Because of patients’ condition, the discontinuation rate of BCG therapy may sometimes be higher than usual, to avoid the occurrence of adverse events. As previously reported by Thomas et al.,[ the rate of patients not undergoing intravesical BCG is up to 38% (in the general population). Moreover, Sylvester et al.[ reported that only 32.7% of patients completed the maintenance schedule, 19.7% stopped because of BCG toxicity, 16.4% stopped because of inefficacy, and 31.2% stopped treatment because of other reasons; however, the authors concluded that BCG adverse effects occurring within the first 6 months of treatment did not represent a prognostic factor for subsequent recurrence.

Differently, Takeda et al.[ showed how discontinuing BCG instillation therapy for NMIBC negatively affects tumor recurrence. They demonstrated in a multivariate analysis that discontinuation of BCG therapy (p = 0.02) was an independent predictor of tumor recurrence, in addition to tumor multifocality (p = 0.04). However, the occurrence of adverse effects was not an independent predictor of tumor recurrence (p = 0.93). Multivariate analysis also demonstrated that neither discontinuation of BCG therapy (p = 0.31) nor the occurrence of adverse effects (p = 0.33) represented an independent predictor for tumor progression. The authors concluded that when major adverse effects occur, it may be preferable to attempt to mitigate the major adverse effects to keep BCG therapy on schedule.[

Conversely, Alhogbani et al.[ evaluated the impact on long-term prognosis of bladder cancer patients after discontinuation of BCG instillations. The authors showed in a multivariate analysis that BCG discontinuation had a significantly deleterious effect (independent predictor) on tumor recurrence (p < 0.001) and progression rates (p = 0.005). The authors indicated BCG toxicity as a major cause of discontinuation, as well as BCG shortage as a potential and risky cause.[

Decaestecker et al.[ evaluated the management of adverse events related to intravesical BCG therapy. The authors demonstrated that the 20% BCG discontinuation rate due to adverse effects could be decreased to less than 8% with appropriate counseling on adverse effect expectation.[

The KI is a useful tool as reported by Blackwood et al.,[ who evaluated the Katz ADL disability in older cancer survivors by age, stage, and cancer type and showed that Katz ADL disability differs by cancer type, stage, and age with greater impairment on those with advanced age and stage.

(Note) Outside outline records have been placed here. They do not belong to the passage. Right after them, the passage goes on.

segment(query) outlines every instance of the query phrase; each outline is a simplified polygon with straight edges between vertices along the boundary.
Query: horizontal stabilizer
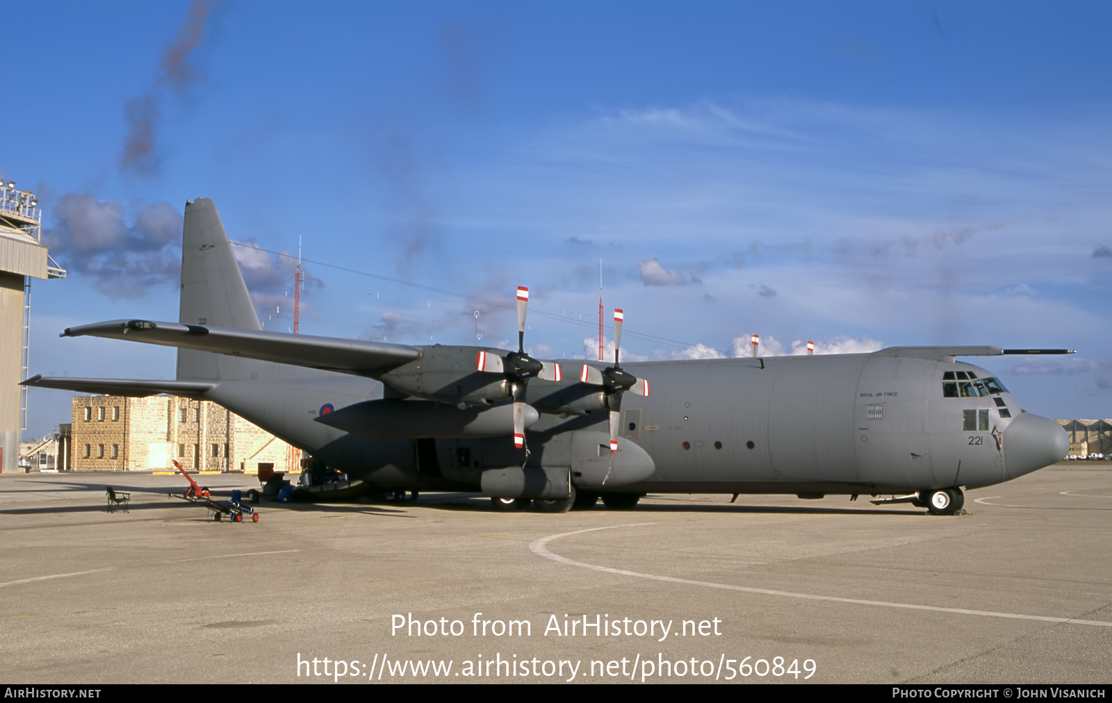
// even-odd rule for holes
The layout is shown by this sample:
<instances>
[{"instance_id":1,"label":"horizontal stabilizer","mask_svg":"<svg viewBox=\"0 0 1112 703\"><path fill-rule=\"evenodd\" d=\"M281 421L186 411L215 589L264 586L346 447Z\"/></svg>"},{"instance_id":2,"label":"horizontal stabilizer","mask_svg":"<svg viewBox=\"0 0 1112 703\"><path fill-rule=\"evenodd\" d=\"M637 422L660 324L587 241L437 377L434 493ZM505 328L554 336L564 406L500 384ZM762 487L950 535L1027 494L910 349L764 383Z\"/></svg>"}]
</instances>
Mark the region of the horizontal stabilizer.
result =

To our knowledge, this is the first study focusing on HR-NMIBC treatment in patients with severe functional impairment. We reported how the tailored intravesical drug procedure may lead to a statistically lower rate of overall adverse events (in group A, up to 20% less compared with that in group B), whereas in terms of severe adverse events, the rates seemed to be similar, which may be related to the nonmodifiable factors. The better results in the occurrence of adverse events were also linked to the discontinuation rate (<20% in group A compared with that in group B), allowing to optimally and completely treat more patients despite severe functional impairment.

Patients with severe functional impairment experienced a statistically significant lower rate of HR-DFS compared with those with a KI score of 3 or greater (63.2% in group A vs. 69.2% in group C), but the tailored procedure has increased this rate up to 15% (48.1% in group B). Similarly, the cumulative recurrence-free rate increased with statistical significance by greater than 10% (73.8% in group A vs. 61.9% in group B), unlike the cumulative progression-free rate that did not achieve the same statistical power.

This study has several limitations of small sample size, in comparison with retrospectively evaluated patients, and potential selection bias.

5. Conclusions

High-risk NMIBC is an aggressive disease, and patients with HR-NMIBC need to be treated to reduce the chances of recurrence and progression requiring major surgery. The need of a comprehensive evaluation of the patients’ functional status, even in the outpatient setting, is mandatory to guarantee an optimal treatment for all patients.

The adoption of some precautions, essentially based on clinical experience, allows treatment of patients in whom BCG-related adverse events could be more likely. Further studies with longer follow-up and more cases are needed to confirm these findings.